Many of those undocumented immigrants have children who were born in the United States and are U.S. citizens. The number of children living in mixed-status households those with undocumented immigrant parents and U.S. citizen children grew from 2.7 million in 2003 to 4 million in 2008, according to the Pew Hispanic Center. From July 2010 to October 2012, nearly 205,000 people who said that their children were U.S. citizens were deported, according to U.S. Immigration and Customs Enforcement estimates.

“There is little understanding of the impact that either losing their parents or losing their country has on these kids,” said Luis Zayas, dean of the School of Social Work at The University of Texas at Austin and lead researcher on the project. “But obviously any of the options has to be wrenching mentally and psychologically.”

He said the study will use well-tested clinical measures and in-depth interviews to understand the psychosocial functioning of U.S. citizen children whose lives are disrupted by parental deportation, whether they stay behind in the U.S. or follow their parents to Mexico.

“This is a timely and much-needed study that interfaces health, law and immigration,” said Sergio Aguilar-Gaxiola, professor of clinical internal medicine and director of the Center for Reducing Health Disparities at the University of California-Davis and a collaborator on the project. “Given the scale of the numbers of U.S. citizen children being separated from their parents during the past two years, embarking on this study is of great public-health importance and will help us understand what happens to the mental health of American children after their parents’ deportation.”

Research by the Texas-based Center for Public Policy Priorities, which advocates on behalf of low- and middle-income families, found that a lack of clear policies and procedures to handle removal and repatriation has led to inconsistent practices and a lack of attention to child safety.

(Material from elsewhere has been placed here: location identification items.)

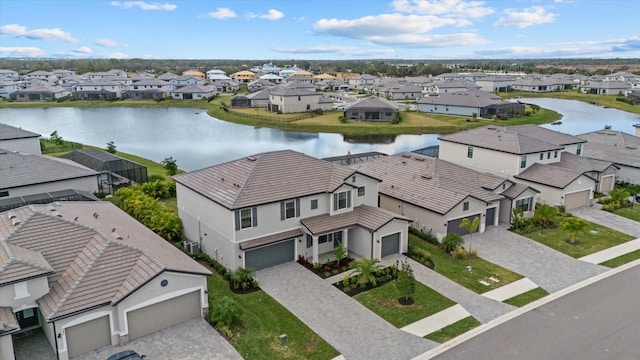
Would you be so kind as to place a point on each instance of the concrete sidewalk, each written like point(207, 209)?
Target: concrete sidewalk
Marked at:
point(612, 252)
point(510, 290)
point(437, 321)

The center also reported that repatriation services typically lack guidelines to prevent abuse or ensure application of child-welfare standards.

To conduct the study, the researchers are interviewing 80 children in and around Austin, Texas, and Sacramento, Calif., and in Mexico. During the interviews, the researchers will measure factors such as depression, trauma and effects on self-esteem and self-image, as well as ask more in-depth questions about the children’s experiences with the deportation process.

To identify mixed-status households, the researchers are working with agencies that serve immigrant communities in Texas, California and Mexico to encourage them to participate in the research.

The effort might be challenging because families with members who are undocumented generally are reluctant to make themselves known. Zayas said that interviews will be held in strict confidence to protect the participants’ identities.

“We hope that the scientific evidence our study produces will be strongly considered by those who make immigration laws and those who implement them,” he said.

“We know that family separation can be catastrophic for children in critical stages of their development,” Aguilar-Gaxiola said. “Childhood adversity is one of the strongest indicators for early-onset mental health disorders, as well as for the premature manifestation of chronic health conditions.”

The study is funded by a two-year, $182,000 grant from the National Institute of Child Health and Human Development of the National Institutes of Health. It is expected to be completed in 2014.

Other collaborators include Maria Elena Medina-Mora, director general, and Guilermina Natera Rey, director of epidemiological and psychosocial research, both of the National Institute of Psychiatry in Mexico.